Metí de nuevo el dedo en su sexo. Michelle tembló y las cadenas hicieron un sonido metálico al temblar también sobre la barra. Luego me puse a un costado de ella, sin sacar el dedo de esa hendidura empapada. Llevé la otra mano a su culo. Lo acaricié, luego lo magreé con violencia. Y, finalmente, perdí un dedo en su ano. Ella lo recibió como si nada. Y yo sentí ese rico calor dentro de su culo, y la presión de ese anillo de cuero en mi pequeña extremidad.
—Sí, un acosador —dijo ella.
—¿Y cómo logró que te entregues? —pregunté. Pero, después de unos segundos, yo mismo dije la respuesta—. Ah, claro. Te forzó, ¿no? Te encontró y te cogió a cara de perro. Y pensar que hay miles de hombres que sueñan con estar con vos, y que darían cualquier cosa por conocer la fórmula de cómo hacerlo, y resulta que es simple: te entregás al que se lo proponga.
Le hundí el dedo entero, como con bronca. Ella arqueó su cuerpo y largó un gemido de placer.
—Me seguía a todos lados. Empecé a ver los mensajes. Y en todos me decía cómo me pensaba coger. Yo cambié de horario en el gimnasio. No lo vi por un tiempo. Pero, un día, me siguió hasta mi casa. Me dijo que me amaba, que soñaba todos los días conmigo. Encima, yo estaba sola.
—¿Y entonces?
—Me besó. Después, no sé cómo fue. Bah, sí sé. Fue igual a como lo hiciste vos recién. Me quitó la llave de la mano. Me agarró de la cintura. Me hizo cruzar el portón, y después buscó la llave de la puerta, y la abrió. Yo estaba paralizada del miedo, sin entender por qué carajos no había nadie viendo. Me metió en la casa, cerró la puerta, y listo.

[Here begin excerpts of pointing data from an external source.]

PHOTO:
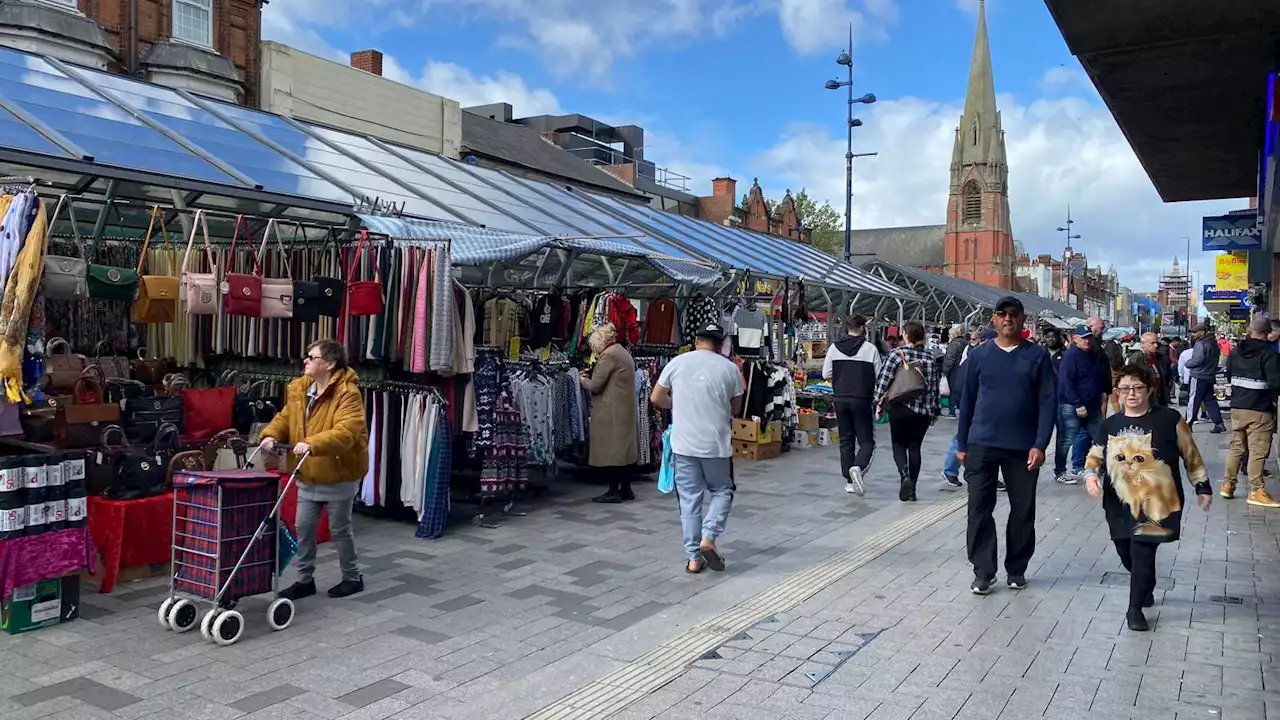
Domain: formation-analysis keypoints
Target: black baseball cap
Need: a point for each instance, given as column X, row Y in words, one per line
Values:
column 712, row 331
column 1010, row 304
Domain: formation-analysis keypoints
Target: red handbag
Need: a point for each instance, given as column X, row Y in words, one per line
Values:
column 364, row 297
column 206, row 411
column 242, row 292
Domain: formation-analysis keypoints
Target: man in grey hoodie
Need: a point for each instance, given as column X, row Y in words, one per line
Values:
column 1203, row 370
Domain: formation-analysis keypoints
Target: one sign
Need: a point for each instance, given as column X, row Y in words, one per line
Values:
column 1232, row 232
column 1233, row 272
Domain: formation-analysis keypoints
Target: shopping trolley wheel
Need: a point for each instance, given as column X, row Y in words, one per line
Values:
column 279, row 614
column 183, row 615
column 206, row 623
column 228, row 627
column 163, row 615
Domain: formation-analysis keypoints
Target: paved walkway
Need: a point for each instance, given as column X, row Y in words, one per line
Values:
column 833, row 607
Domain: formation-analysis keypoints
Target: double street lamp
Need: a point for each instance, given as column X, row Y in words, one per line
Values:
column 851, row 122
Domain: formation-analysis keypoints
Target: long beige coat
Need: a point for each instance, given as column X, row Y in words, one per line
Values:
column 612, row 384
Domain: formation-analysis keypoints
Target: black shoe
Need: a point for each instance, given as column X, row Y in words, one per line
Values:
column 1137, row 620
column 297, row 591
column 347, row 588
column 981, row 586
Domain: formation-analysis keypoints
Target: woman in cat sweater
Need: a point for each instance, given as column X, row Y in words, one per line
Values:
column 1133, row 468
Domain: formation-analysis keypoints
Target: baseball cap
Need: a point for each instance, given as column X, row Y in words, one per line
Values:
column 1010, row 304
column 712, row 331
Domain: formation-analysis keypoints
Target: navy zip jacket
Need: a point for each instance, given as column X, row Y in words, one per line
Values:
column 1078, row 382
column 1009, row 400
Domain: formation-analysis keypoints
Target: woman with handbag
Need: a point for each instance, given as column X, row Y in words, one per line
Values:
column 324, row 417
column 906, row 387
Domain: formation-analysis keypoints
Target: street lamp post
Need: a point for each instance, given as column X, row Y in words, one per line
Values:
column 846, row 59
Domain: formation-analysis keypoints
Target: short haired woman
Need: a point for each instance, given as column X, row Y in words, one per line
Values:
column 1133, row 468
column 324, row 415
column 615, row 446
column 909, row 418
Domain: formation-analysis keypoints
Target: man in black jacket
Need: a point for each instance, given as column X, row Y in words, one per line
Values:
column 851, row 365
column 1253, row 370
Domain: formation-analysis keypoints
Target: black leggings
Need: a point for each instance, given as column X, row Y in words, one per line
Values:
column 906, row 428
column 1139, row 559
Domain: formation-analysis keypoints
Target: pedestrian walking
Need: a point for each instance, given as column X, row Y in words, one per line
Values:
column 1253, row 372
column 1079, row 405
column 704, row 392
column 1133, row 469
column 851, row 365
column 1202, row 367
column 1006, row 417
column 906, row 388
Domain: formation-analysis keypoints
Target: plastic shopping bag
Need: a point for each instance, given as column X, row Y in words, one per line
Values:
column 667, row 473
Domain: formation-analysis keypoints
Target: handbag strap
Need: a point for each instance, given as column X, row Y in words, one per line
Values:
column 146, row 241
column 199, row 222
column 272, row 226
column 231, row 254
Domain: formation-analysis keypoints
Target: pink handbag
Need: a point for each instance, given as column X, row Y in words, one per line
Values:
column 199, row 291
column 277, row 292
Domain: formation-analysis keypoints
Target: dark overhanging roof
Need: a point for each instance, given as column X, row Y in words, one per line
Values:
column 1185, row 81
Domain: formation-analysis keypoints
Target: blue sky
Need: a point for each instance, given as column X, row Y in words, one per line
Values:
column 736, row 87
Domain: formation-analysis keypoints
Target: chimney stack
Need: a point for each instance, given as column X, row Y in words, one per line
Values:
column 368, row 60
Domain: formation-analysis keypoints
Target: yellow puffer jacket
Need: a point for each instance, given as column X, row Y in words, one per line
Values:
column 336, row 431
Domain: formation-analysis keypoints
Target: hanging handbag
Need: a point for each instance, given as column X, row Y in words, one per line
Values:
column 908, row 383
column 199, row 291
column 64, row 276
column 277, row 292
column 242, row 292
column 62, row 368
column 158, row 295
column 364, row 297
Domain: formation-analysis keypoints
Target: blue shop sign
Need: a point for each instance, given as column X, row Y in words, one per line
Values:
column 1232, row 232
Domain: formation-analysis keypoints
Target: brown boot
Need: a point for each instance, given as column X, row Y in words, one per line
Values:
column 1262, row 499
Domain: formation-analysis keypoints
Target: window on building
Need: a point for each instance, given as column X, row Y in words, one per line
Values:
column 972, row 203
column 193, row 22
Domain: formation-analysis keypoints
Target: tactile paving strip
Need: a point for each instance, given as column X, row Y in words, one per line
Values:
column 668, row 661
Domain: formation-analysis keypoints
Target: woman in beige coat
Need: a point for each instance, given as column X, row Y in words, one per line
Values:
column 615, row 447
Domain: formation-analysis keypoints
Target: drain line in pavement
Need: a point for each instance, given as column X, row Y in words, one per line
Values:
column 666, row 662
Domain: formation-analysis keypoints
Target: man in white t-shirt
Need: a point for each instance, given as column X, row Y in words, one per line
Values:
column 704, row 392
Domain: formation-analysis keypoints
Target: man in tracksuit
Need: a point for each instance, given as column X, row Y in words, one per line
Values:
column 1203, row 370
column 851, row 365
column 1253, row 370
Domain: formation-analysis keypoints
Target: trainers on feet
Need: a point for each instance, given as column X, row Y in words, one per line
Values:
column 347, row 588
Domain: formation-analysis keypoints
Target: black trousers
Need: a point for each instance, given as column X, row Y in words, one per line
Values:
column 1139, row 559
column 908, row 429
column 856, row 424
column 983, row 466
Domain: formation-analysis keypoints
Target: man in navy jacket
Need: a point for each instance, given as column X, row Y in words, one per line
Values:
column 1008, row 408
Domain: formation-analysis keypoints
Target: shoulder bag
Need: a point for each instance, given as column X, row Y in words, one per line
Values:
column 64, row 276
column 199, row 291
column 908, row 383
column 277, row 292
column 158, row 295
column 242, row 292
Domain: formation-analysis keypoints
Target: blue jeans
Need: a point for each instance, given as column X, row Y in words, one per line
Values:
column 695, row 475
column 1074, row 436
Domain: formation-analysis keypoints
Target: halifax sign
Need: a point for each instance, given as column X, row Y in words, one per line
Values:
column 1232, row 232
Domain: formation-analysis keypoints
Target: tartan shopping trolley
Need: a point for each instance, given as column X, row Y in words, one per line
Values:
column 216, row 554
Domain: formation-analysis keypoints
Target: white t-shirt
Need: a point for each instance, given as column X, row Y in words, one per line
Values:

—Pero te habrás resistido —le dije, aún escarbando su orto y su concha, sin ninguna compasión por lo que me estaba contando. Más bien al contrario. La manera en como ese pendejo la dominó, me hizo envidiarlo y admirarlo.
—No, no me resistí. Dejé que hiciera lo que quisiera.
—Pero me dijiste que solo la primera vez lo hiciste estando peleada con Tobi. ¿Hubo otras veces más? —pregunté.
La respuesta era obvia. Ella asintió con la cabeza.
—Pedazo de puta —le dije, dándole una nalgada que resonó en el dormitorio—. Entonces no te obligó.
—No es tan simple —dijo ella, gimiendo—. Pero no. Al final yo lo dejé. Igual que las otras veces. Igual que con… los otros dos.
—Y quiénes son los otros dos.
—Sus amigos —respondió ella—. Ellos… Los tres abusan de mí, desde hace rato.
Mis dedos se quedaron quietos dentro de ella. Iba a retrucar eso del abuso. Pero, tratándose de Michelle, una relación sexual siempre estaba al borde del abuso. Parecía que ella no podía concebir otra manera de hacerlo. Bueno, con Tobi tenía sexo convencional, o eso suponía. No creía que mi hijo fuera el dominante en la cama. Pero él era la excepción, no la regla.
—¿Los tres te cogieron al mismo tiempo? —pregunté.
Ella asintió con la cabeza.
—Ahora me vas a contar todo —le dije.
—Pero soltame, por favor.
La liberé una de sus manos, y, por ende, de la barra. Pero no le iba a sacar las esposas.
—Cuando recuperes la movilidad totalmente, te la voy a volver a poner —le advertí—. Me encanta tenerte así.
Pensé que se iba a quejar. Pero no se inmutó, ni tampoco cuando le di una nalgada exageradamente fuerte.
Se subió a la cama, lista para complacerme.